Economically, Dapivirine ring was found to be cost-effective in
South Africa when efficacy is 25% or more which is the case in the study in
question9. Nevertheless, affordability was not considered in the
analysis which apparently depends on user demand and adherence. As we have
seen, adherence was not high even in the vaginal ring formulation, especially
in younger women, so further analysis would have to be done to assess
affordability of the drug in Sub-Saharan Africa.
On another note, Baeten et al. failed to point out that the vaginal
ring was only effective in relatively educated non-married but monogamous South
African women with no sexually transmitted diseases at baseline and who’s
partners are aware of the ring use.
In attempts to estimate utilization of the ring, Baeten et al.
based their results on objective biologic measures. Dapivirine plasma levels
were collected during the first year but then became more precise by also
measuring residual Dapivirine levels in used rings. Knowing that the defined
cut-off point can be achieved by wearing the ring 8h prior to the clinic visit,
the authors could have prevented the imprecision in quantifying adherence. Although
both methods are better than the usual count of remaining pills4 or
applicators3, changing techniques without providing reasons behind
it decreases the credibility of the results. In addition, the authors stated that
utilization increased after the first months of use without mentioning its
decline in later stages.
On the other hand, considering the social barriers to the
improvement in Sub-Saharan Africa, conducting a qualitative study as was done
by Baeten et al. to understand the causes of non-adherence was critical for
future advancements. The authors provide possible reasons for non-adherence
from their qualitative study, but they fail to mention some of the causes which
could be of great interest for future investigation. In fact, some women
expressed concerns about their fear from their partner’s reaction, which could
possibly be abusive, when finding out about the ring10. This could
be a major limitation to the use of vaginal rings considering the high
prevalence of intimate partner violence in Sub-Saharan Africa11.
The discovery of antiretroviral therapy has drastically improved the
quality of life of HIV patients but still, the prevalence of HIV is increasing,
especially in Sub-Saharan Africa. Therefore, finding an effective prophylactic
drug in this population, specifically in women, might impact the global burden
of HIV. Recent studies haven’t shown an effect in this study population and
have identified non-adherence as one of the main limitations. Even though the
trial by Baeten et al. only showed modest efficacy, it is an innovative
delivery method for the prevention of HIV that targets the issue of
non-adherence and therefore should further be investigated.

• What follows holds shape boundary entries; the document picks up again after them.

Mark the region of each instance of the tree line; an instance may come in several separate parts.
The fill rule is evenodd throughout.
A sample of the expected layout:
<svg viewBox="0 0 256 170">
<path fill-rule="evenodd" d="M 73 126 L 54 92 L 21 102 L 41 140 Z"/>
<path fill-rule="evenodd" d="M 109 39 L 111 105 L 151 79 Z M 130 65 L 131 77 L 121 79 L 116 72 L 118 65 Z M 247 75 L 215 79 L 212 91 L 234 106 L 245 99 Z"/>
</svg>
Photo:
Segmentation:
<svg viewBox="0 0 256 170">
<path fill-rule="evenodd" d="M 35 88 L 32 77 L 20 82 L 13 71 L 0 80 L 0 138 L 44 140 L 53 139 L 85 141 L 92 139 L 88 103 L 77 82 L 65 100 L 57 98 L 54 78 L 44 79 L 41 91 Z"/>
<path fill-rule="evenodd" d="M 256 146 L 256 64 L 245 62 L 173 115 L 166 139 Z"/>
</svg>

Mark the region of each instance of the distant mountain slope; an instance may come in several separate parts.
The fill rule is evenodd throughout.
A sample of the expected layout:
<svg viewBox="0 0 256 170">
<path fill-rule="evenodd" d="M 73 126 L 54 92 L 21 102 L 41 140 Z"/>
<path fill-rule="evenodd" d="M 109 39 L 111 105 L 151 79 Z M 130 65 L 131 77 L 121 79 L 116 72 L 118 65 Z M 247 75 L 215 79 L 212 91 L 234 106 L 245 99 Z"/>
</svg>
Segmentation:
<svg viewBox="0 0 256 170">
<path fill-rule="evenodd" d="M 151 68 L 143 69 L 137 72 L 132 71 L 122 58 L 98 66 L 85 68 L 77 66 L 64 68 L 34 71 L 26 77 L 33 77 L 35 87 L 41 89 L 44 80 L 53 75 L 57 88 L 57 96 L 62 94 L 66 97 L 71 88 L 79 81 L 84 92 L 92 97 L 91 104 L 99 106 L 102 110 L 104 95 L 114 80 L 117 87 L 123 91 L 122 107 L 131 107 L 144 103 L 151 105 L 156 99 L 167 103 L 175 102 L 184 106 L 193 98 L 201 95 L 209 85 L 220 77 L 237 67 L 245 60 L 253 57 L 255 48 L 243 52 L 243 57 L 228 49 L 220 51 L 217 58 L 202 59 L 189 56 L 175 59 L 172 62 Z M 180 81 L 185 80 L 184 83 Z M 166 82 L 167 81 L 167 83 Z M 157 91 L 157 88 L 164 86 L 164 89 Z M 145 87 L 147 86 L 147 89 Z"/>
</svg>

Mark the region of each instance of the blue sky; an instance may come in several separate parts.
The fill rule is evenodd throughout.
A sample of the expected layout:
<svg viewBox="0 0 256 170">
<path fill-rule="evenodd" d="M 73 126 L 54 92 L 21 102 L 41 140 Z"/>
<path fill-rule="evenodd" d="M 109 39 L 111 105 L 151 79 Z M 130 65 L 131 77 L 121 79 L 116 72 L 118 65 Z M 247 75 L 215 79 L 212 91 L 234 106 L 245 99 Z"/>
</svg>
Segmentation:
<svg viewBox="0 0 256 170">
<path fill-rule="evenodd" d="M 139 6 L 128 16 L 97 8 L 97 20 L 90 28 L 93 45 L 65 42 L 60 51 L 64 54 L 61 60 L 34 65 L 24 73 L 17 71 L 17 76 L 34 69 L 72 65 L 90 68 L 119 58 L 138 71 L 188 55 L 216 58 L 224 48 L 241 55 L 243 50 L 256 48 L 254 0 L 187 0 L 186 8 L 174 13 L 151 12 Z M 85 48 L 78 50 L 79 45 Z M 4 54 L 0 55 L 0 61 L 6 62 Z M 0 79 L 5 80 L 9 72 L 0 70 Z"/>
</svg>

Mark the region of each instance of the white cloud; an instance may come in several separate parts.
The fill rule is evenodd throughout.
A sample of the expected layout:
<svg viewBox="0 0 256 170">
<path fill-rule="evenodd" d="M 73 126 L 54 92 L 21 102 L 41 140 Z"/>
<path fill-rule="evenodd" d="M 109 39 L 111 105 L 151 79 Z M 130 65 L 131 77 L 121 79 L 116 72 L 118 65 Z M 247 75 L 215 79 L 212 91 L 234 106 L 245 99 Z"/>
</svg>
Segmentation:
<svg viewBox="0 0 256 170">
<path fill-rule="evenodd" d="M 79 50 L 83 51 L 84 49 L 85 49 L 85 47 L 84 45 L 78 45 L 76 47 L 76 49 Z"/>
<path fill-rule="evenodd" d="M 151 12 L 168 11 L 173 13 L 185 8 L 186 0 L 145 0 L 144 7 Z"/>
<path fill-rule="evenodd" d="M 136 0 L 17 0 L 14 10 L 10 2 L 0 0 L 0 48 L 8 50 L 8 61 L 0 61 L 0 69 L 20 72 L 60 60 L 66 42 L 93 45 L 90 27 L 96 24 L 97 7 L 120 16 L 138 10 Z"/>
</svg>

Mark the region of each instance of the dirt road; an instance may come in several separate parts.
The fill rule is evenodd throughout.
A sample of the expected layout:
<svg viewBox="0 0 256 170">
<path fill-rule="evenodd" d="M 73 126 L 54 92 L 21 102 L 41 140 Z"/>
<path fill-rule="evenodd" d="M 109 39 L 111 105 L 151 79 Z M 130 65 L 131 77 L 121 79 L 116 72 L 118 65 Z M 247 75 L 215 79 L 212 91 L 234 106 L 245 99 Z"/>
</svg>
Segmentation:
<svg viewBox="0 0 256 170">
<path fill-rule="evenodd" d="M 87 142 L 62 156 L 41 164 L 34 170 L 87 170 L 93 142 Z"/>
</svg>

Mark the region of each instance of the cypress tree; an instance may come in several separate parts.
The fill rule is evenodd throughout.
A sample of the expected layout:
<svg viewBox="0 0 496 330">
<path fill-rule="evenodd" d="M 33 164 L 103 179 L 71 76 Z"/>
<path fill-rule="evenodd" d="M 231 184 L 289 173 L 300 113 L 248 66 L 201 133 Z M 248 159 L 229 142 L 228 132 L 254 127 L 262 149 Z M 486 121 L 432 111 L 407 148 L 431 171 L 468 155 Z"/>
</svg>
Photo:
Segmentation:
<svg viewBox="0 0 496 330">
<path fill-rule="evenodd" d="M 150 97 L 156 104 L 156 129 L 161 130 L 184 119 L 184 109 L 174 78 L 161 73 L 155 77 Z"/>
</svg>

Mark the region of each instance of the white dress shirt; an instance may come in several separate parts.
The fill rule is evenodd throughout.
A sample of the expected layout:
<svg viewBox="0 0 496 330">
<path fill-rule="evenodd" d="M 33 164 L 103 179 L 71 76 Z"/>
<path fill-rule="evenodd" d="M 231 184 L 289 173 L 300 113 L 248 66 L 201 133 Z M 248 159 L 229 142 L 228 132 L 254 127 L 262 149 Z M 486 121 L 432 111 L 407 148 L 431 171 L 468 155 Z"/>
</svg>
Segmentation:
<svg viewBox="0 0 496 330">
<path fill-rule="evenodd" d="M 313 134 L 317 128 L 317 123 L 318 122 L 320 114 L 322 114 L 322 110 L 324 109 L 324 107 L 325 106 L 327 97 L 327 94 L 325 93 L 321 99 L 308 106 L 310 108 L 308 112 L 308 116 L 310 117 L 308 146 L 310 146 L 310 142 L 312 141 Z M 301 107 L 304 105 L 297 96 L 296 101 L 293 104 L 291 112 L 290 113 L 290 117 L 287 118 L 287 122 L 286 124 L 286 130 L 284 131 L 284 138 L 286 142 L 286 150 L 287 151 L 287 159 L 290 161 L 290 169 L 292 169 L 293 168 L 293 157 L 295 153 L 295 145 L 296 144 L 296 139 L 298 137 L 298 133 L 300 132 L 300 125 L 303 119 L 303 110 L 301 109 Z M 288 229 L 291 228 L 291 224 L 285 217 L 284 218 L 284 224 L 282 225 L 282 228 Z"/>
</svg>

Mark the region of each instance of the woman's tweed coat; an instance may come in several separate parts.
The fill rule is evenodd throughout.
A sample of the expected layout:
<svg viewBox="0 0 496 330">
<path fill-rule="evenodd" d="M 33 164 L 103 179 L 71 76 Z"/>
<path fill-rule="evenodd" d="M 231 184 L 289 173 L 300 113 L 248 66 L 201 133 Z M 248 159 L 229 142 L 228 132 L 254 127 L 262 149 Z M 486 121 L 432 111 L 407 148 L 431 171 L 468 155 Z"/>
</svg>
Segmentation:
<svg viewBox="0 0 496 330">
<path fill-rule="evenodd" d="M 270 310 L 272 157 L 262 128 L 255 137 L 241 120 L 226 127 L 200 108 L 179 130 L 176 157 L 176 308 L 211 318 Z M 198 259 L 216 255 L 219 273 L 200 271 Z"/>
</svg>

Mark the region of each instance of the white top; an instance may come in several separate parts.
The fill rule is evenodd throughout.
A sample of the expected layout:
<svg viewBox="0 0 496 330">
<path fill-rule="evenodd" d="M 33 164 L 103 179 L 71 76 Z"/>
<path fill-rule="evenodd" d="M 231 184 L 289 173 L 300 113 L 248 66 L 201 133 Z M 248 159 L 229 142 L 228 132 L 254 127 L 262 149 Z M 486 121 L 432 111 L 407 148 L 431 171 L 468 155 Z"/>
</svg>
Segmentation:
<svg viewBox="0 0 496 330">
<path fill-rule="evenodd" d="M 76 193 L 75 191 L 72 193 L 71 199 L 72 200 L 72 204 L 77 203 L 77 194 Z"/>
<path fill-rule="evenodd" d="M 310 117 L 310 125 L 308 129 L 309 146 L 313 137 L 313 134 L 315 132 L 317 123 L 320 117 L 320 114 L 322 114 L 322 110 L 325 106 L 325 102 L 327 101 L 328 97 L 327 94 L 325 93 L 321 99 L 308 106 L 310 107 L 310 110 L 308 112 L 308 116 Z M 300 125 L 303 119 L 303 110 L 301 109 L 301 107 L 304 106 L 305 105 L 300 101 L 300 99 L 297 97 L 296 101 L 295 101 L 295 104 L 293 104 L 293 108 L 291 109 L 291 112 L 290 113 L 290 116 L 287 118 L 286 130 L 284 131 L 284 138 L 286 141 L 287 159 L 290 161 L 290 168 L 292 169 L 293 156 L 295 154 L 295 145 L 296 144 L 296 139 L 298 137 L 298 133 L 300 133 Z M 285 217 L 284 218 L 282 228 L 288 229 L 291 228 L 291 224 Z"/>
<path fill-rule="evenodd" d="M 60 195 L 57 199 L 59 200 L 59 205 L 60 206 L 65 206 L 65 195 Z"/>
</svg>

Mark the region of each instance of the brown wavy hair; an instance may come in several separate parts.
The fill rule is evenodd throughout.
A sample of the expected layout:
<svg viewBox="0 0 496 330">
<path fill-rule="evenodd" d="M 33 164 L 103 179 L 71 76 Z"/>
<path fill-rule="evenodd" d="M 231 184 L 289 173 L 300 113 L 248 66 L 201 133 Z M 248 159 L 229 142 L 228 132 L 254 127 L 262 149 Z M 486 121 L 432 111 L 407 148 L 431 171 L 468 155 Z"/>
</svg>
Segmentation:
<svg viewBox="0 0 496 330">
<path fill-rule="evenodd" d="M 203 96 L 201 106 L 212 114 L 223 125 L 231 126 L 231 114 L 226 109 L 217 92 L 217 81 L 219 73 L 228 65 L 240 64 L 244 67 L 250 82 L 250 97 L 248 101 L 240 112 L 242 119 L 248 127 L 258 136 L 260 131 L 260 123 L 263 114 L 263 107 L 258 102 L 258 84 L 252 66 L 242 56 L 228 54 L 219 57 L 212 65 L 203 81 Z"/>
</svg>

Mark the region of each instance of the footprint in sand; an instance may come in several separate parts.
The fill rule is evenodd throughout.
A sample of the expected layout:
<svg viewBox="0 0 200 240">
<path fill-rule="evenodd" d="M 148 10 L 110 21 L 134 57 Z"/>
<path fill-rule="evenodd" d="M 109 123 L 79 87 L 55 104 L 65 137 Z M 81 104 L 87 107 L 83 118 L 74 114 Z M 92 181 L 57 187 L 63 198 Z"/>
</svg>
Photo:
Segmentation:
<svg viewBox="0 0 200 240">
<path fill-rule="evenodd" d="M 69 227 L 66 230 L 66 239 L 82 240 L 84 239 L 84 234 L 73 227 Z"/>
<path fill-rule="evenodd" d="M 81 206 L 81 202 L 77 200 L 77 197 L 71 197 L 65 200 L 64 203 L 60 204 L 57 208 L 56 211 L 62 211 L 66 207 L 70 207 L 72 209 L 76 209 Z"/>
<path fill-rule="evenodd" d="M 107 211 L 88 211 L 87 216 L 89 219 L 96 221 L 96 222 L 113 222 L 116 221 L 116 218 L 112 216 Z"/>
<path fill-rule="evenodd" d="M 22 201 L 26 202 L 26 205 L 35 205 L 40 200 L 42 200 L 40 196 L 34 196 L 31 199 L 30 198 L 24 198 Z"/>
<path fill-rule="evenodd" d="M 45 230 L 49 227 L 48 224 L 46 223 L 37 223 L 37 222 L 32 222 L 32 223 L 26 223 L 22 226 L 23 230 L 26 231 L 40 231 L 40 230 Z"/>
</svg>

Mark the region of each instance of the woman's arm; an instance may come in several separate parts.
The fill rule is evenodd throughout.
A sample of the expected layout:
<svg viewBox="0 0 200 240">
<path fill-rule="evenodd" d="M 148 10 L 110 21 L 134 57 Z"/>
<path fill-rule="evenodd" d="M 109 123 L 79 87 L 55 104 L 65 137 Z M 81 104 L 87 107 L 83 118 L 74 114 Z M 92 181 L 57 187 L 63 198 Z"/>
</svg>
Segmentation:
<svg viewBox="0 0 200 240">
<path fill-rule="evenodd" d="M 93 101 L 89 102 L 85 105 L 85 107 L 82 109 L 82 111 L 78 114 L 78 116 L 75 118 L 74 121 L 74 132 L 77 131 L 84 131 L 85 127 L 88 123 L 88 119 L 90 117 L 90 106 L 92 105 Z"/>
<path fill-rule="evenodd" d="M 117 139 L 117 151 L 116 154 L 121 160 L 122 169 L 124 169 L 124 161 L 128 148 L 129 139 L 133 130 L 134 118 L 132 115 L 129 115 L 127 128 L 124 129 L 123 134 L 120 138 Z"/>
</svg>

On a final note, as stated by Baeten et al. further research should
be conducted to discover the distinctive attributes of younger women. The authors
propose conducting open-label studies to better evaluate concerns surrounding
the efficacy, safety and use of placebo in the trial. I believe that
understanding the imminent challenges to an effective HIV-1 prevention in young
African women is the most urgent matter to be explored. Non-effectiveness was speculated
to be caused by either non-adherence or underdeveloped genital tracts. Given these
assumptions, investigating the rationale behind the results could help choose
the most appropriate method of delivery for this population. Nevertheless, I also
believe that behavioural change must be considered either way. If the issue was
related to non-adherence, then efforts to reshape people’s perception of the
disease and to decrease stigma would possibly improve the outcome. Otherwise,
the obstacle to discovering an effective preventive product for young women would
be biological, and even then behavioural change would be needed to encourage
safe sex and better hygiene.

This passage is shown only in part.